Owner of CC's Bait Shop Charles Williamson Jr. said, "If I continue taking hits like that, I can't stay in business."

He said every time the water is contaminated, his business suffers. This time Williamson lost 65 pounds of shrimp.

"It will take me about a week to get my stock back up because we haven't been catching a lot of shrimp," Williamson said. "So all that shrimp I had was four days worth of work. That's four days of burning diesel, four days paying help."

Five months ago another fish kill forced MDEQ to again close the boat ramps, causing him to lose about $5,000 in bait and business.

"It has just been a hard, uphill battle," Williamson said.

He is not the only one frustrated.

"Financially, I am at a loss," commercial crabber Brandon Pierpont said. "It is pushing all the crab out into the channel and everything that can get out is trying to. And what's left in here, like I said, I'm real low on numbers and had a lot of dead loss."

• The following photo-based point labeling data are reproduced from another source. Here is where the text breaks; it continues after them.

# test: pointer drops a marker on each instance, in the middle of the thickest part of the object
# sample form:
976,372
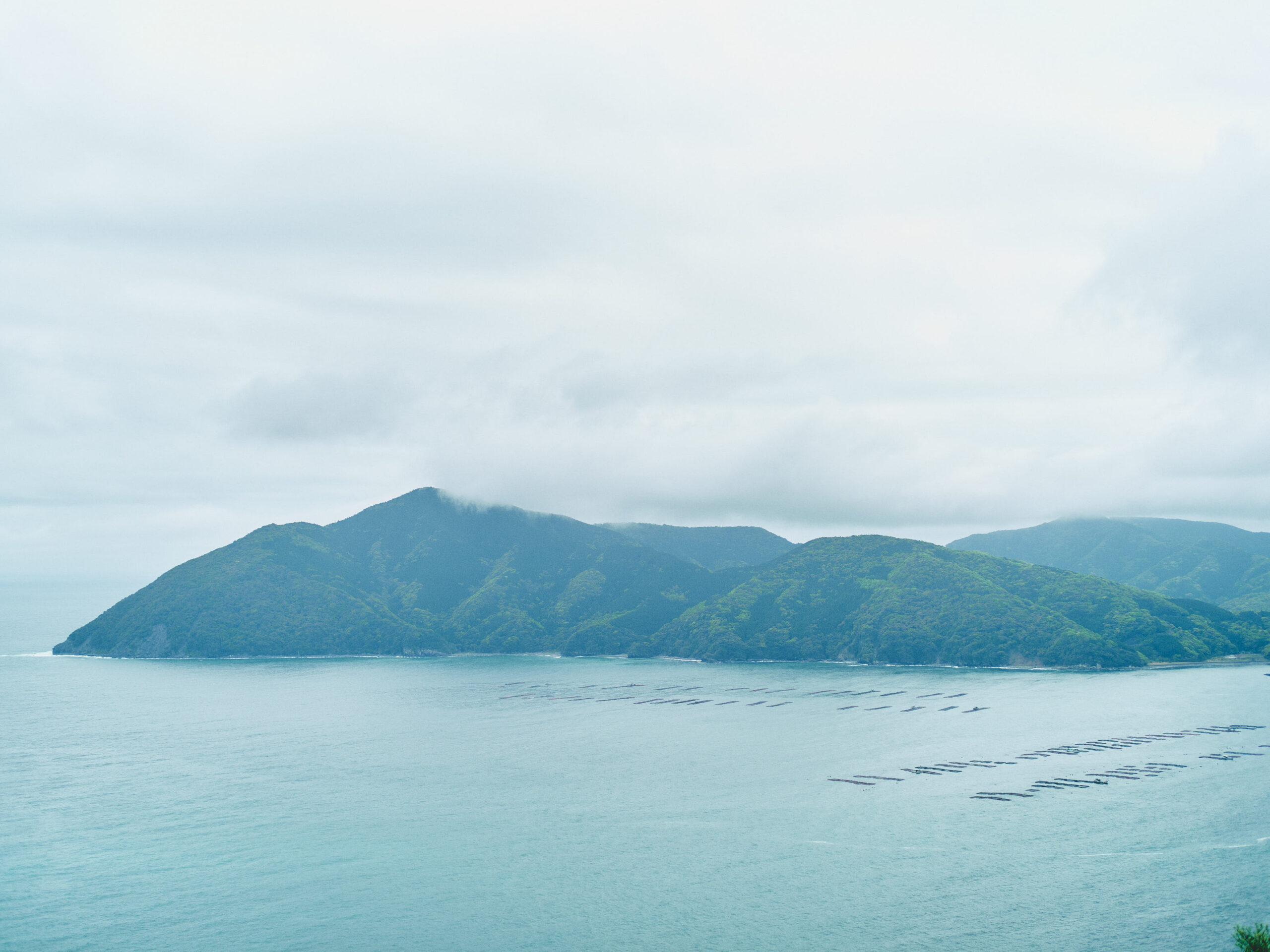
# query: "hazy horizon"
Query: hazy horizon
912,271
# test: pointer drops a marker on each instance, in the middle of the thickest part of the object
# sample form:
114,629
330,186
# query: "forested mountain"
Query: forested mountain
426,574
711,547
1201,560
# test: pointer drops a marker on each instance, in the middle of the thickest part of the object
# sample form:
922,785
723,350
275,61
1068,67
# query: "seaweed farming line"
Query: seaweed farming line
1101,778
948,767
1090,747
525,692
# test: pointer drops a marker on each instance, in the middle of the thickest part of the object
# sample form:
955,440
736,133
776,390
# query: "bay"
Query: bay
530,803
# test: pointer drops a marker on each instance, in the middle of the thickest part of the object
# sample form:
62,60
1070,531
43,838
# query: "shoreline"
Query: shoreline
1225,662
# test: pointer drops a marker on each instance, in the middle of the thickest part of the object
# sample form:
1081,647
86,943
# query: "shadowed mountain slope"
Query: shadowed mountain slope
1198,560
426,574
711,547
874,598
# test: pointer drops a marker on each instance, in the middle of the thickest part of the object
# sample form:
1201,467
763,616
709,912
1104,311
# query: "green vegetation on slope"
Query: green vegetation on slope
711,547
420,574
423,574
1176,558
879,599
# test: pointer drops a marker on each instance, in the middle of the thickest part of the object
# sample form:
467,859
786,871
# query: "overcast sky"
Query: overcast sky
824,267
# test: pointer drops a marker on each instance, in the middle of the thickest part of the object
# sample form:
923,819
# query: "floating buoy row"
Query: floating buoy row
1090,747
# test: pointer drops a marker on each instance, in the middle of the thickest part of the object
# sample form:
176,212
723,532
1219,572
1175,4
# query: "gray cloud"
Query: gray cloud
906,270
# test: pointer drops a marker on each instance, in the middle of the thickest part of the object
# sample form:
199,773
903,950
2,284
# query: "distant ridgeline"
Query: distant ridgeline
425,574
1208,561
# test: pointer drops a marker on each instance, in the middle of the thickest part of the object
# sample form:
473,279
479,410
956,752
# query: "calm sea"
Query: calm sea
591,804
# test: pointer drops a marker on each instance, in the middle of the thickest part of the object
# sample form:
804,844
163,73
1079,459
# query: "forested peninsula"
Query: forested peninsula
426,574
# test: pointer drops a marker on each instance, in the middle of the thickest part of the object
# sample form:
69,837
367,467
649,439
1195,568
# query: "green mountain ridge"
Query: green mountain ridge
709,546
425,574
1175,558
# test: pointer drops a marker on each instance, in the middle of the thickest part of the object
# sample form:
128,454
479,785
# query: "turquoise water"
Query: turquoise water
382,804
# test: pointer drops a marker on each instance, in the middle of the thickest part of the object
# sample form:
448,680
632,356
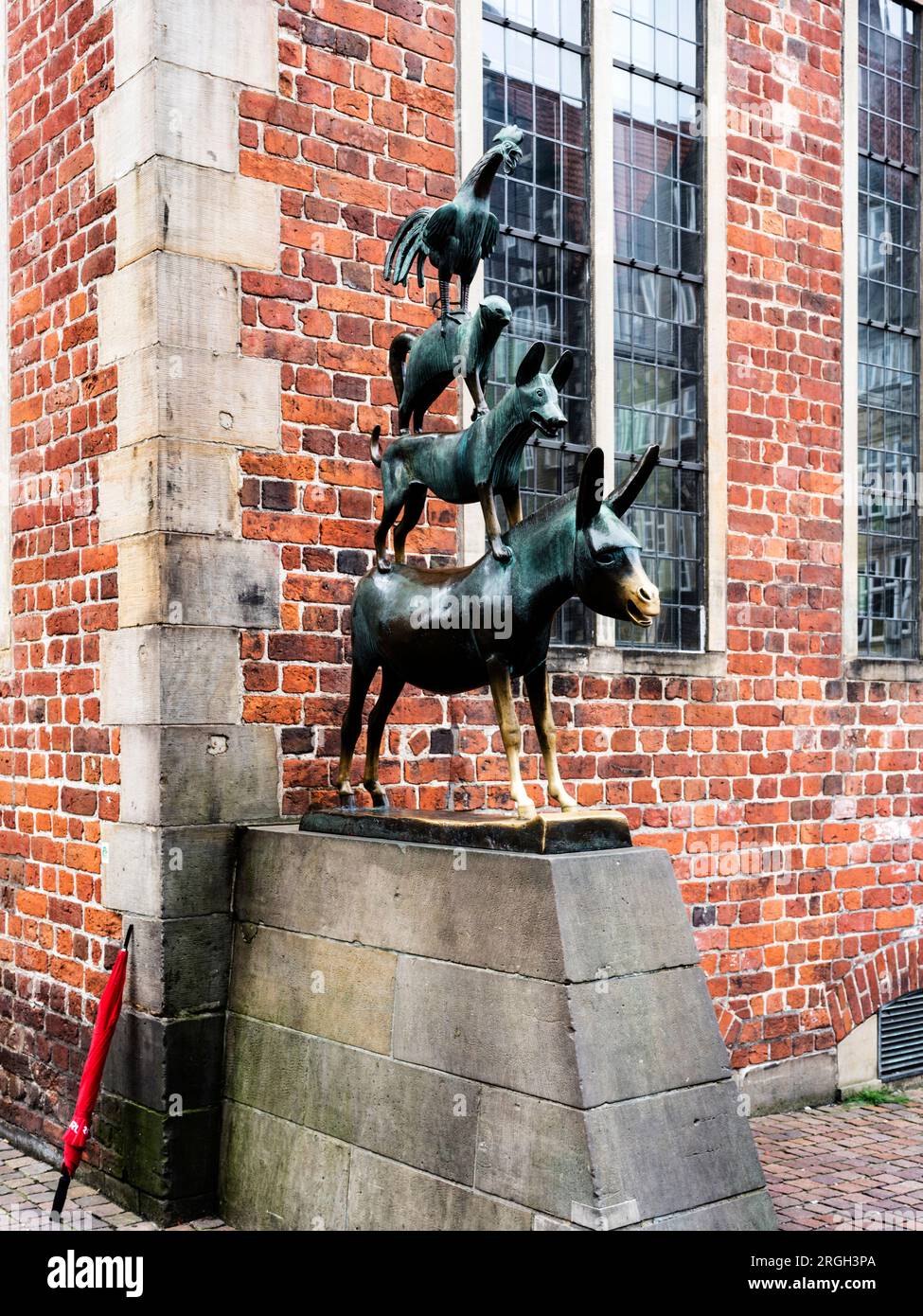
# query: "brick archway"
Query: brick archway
872,984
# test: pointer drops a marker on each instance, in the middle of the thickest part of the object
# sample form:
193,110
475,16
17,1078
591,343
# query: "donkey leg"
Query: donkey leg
501,688
391,687
414,506
352,725
536,687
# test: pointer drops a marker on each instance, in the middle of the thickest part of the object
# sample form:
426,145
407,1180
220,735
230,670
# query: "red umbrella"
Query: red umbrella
107,1018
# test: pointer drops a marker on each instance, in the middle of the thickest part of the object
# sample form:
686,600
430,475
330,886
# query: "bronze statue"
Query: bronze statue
473,466
460,235
577,545
458,347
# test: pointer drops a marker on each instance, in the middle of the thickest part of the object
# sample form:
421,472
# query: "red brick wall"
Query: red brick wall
58,768
782,755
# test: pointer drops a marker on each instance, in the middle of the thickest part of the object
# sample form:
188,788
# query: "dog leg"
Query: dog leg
497,546
414,506
501,688
512,505
389,517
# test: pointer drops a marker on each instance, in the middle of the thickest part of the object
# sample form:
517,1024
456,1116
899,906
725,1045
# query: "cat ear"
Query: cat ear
531,364
590,492
561,370
635,482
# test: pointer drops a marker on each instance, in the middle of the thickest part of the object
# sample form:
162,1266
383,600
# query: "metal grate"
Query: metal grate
536,64
901,1038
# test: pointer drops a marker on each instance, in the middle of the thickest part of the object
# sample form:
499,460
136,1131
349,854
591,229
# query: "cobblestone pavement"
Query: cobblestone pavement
828,1167
845,1166
27,1191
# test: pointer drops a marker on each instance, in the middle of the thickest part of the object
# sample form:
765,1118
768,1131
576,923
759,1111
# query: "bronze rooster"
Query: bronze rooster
460,235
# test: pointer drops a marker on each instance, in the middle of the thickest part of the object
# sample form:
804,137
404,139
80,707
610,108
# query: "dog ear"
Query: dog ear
531,364
561,370
635,482
592,489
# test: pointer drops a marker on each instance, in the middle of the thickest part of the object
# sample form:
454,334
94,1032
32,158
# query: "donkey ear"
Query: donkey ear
561,370
632,486
531,364
590,491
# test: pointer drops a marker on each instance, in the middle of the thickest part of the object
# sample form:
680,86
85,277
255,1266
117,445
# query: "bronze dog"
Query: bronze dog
462,347
473,466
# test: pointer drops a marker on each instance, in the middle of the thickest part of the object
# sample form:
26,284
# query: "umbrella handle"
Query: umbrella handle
63,1184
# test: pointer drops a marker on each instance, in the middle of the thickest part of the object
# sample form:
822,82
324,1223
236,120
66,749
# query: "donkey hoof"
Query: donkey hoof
380,799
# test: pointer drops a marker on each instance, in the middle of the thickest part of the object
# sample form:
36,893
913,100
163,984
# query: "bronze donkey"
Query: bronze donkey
577,545
473,466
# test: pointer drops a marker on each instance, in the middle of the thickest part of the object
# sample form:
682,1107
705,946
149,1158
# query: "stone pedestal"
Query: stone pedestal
424,1038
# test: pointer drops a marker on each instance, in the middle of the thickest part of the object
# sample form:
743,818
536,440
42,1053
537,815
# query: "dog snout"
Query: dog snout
643,603
549,422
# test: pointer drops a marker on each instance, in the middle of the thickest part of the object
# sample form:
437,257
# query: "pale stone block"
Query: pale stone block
170,675
198,395
170,486
384,1195
413,1115
315,986
497,1028
196,580
858,1057
168,205
276,1175
533,1151
563,917
674,1150
166,111
751,1212
626,1035
168,873
228,39
174,775
583,1045
168,299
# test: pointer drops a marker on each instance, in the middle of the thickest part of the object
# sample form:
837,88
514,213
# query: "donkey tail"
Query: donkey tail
374,446
398,353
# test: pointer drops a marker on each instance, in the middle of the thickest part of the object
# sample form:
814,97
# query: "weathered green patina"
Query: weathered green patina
460,235
474,466
577,545
460,347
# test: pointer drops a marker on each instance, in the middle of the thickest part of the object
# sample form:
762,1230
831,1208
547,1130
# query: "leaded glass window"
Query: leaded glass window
889,328
535,60
659,314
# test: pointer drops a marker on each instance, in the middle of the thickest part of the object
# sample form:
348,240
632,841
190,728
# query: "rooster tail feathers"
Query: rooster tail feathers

"For years, they say vegetation on the bank, depletion of the oxygen in the water. But look, you can only fool people so many times. It just continues to happen, so something needs to be done about it," fisherman Fred Waters said.

Mississippi Phosphates said the heavy rain Sunday forced the company to do an emergency discharge of processing water into Bayou Casotte to avoid an even larger uncontrolled release.

Williamson said the company should at least give some notice to those who make a living off the bayou.

"They need to give me a call, so I can shut off all my pumps and save the water I got and continue selling my live bait. That would be the neighborly thing to do," Williamson said.